LaReeca Rucker has been a journalist for more than 30 years, and her work has appeared in newspapers across the nation. She spent a decade as a features writer and multimedia journalist with The Clarion-Ledger in Jackson, Mississippi, where she was also a USA TODAY contributor. She is a freelance journalist and adjunct instructional assistant professor at the University of Mississippi's School of Journalism and New Media in Oxford, Mississippi.

'The Devil Wears Prada' lacks impact

LaReeca Rucker:
The Clarion-Ledger

It’s not technically a chick flick, but I doubt men will really (and I mean really) get “The Devil Wears Prada.”

Thankfully, they aren’t generally aware of the true impact of high fashion in today’s label-conscious society, and most, I’d guess, can’t distinguish between designers Gucci and Pucci. But one element of the film that males and females can both identify with is having a boss from hell.

Anne Hathaway is Andrea Sachs, a young journalist who prepares herself for a one-year struggle at the nation’s top fashion magazine, hoping the assistant position will lead to greener pastures. But she quickly learns a year is too long to service the devil.

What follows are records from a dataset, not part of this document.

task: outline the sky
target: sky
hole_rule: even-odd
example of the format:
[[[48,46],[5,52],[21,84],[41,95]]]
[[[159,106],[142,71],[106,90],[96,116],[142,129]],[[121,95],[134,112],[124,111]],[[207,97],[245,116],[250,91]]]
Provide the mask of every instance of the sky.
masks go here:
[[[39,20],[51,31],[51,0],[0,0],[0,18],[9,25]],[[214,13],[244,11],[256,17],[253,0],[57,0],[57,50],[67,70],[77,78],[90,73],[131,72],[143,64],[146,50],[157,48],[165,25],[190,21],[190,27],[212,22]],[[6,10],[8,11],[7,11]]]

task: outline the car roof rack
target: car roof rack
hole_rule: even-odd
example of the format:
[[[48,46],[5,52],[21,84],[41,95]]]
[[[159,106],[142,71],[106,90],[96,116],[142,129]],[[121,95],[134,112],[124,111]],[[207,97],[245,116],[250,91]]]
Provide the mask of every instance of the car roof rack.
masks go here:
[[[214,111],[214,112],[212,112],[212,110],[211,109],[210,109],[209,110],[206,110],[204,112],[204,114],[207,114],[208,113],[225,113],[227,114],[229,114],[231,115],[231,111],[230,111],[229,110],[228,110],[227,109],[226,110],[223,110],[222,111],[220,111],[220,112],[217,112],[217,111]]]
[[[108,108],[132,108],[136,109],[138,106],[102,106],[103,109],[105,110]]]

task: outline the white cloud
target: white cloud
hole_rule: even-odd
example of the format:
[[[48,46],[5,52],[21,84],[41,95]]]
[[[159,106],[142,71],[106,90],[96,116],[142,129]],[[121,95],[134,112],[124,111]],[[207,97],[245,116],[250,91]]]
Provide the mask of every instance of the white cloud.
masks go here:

Meryl Streep is the beast, Miranda Priestly, a self-absorbed, soulless editor, who can’t be bothered with learning her employees’ names and assigns them impossible tasks that exceed the usual coffee-fetching and dry cleaning pick-ups.

Andrea must find her boss a flight home when all the airports have been shut down and retrieve and copy the latest unpublished Harry Potter manuscript for her spoiled twins' reading pleasure. Everything must be done without asking questions, and if it isn’t, Andy is very aware that she can be easily replaced by another doe-eyed wannabe.

Adding to the frightful fervor surrounding the evil Priestly is British actress Emily Blunt, Miranda’s first assistant/minion, Emily. I’m not sure why British people play evil well, but like the kid in “The Omen” and even Elizabeth Hurley in “Bedazzled,” Blunt’s demon-like portrayal of an employee who is literally a slave to fashion is the best in the film.

Andy begins the job as a poorly dressed employee with no real interest in fashion and its frivolities, but as her character works harder at pleasing Priestly, she slides further into hell and couture, transforming herself from an unconsciously mismatched innocent into a fashionista.

The transformation is one of the few deep questions the film asks. Are we changing ourselves or being changed? Are we in control or unconsciously being controlled by something else? And is that something else a good or bad influence?

Prior to her change, Andy snickers when Priestly and her team stress to select one of two seemingly identical belts for a fashion shoot. She’s reprimanded by Priestly and told that the cheap blue sweater she’s wearing was not her own fashion choice, but a choice made for her by the team of people in the room.

Priestly explains that fashion has a trickle-down effect. She and the magazine, who are at the top, decide what’s in style and thousands of little designers across the country replicate products, implementing her choices. If cerulean blue is in this season, it may very well be because one woman, Miranda Priestly, decided it. And if she decided that fat instead of thin was in tomorrow, would our world be different?

The film aptly conveys the power of the fashion industry. Miranda Priestly is, in some ways, the equivalent of the President. She incarnates the idea that when you rise to the top of any magazine, large company or political party, you have more than likely done so by selling your soul to the devil. Doing too many favors for too many people will put you in that position. That’s the second message. There’s a strategy to staying on top, and you must learn to be ruthless in order to survive.

In our culture, you must sometimes kill or be killed in the corporate world. You must, unfortunately sometimes, strategize to compete with those externally and internally and often bow and follow or risk termination.

As Andy becomes more closely associated with Streep, she better understands how deals are made at the top. Friends become conspirators and family is the sacrifice. Andy ultimately decides she won’t allow herself to be pulled any deeper into the devil’s lair. She quits, opting to save her own soul and remain moral.

A dark comedy like this deserved a darker ending. After treating her character harshly throughout the film, I didn’t buy that Priestly would bother to give Andy a good recommendation, nor did I believe she’d pause and smile briefly while thinking about Andy, her prey.

For those who may not know, the story is written by a former Vogue employee and supposedly based on her experience working for Anna Wintour, the magazine’s editor and chief.

Unlike Glamour and In Style, you can’t really use Vogue, the “Bible” of the fashion industry, to assemble your wardrobe for the next day. The magazine is many things. It’s about the designers and the art of the industry. It’s about elitism and the price women are willing to pay to outdo each other. It’s about fake authenticity.

It’s about politics and economics — big fashion influences, and it’s about perfection. It’s a world most men know nothing about, and they may be better for not becoming entangled in it.

The movie could have had a more meaningful impact if it had more deeply explored some of these elements, lending itself to a cultural critique of womanhood. If so, it would have been more worthy of Streep’s presence.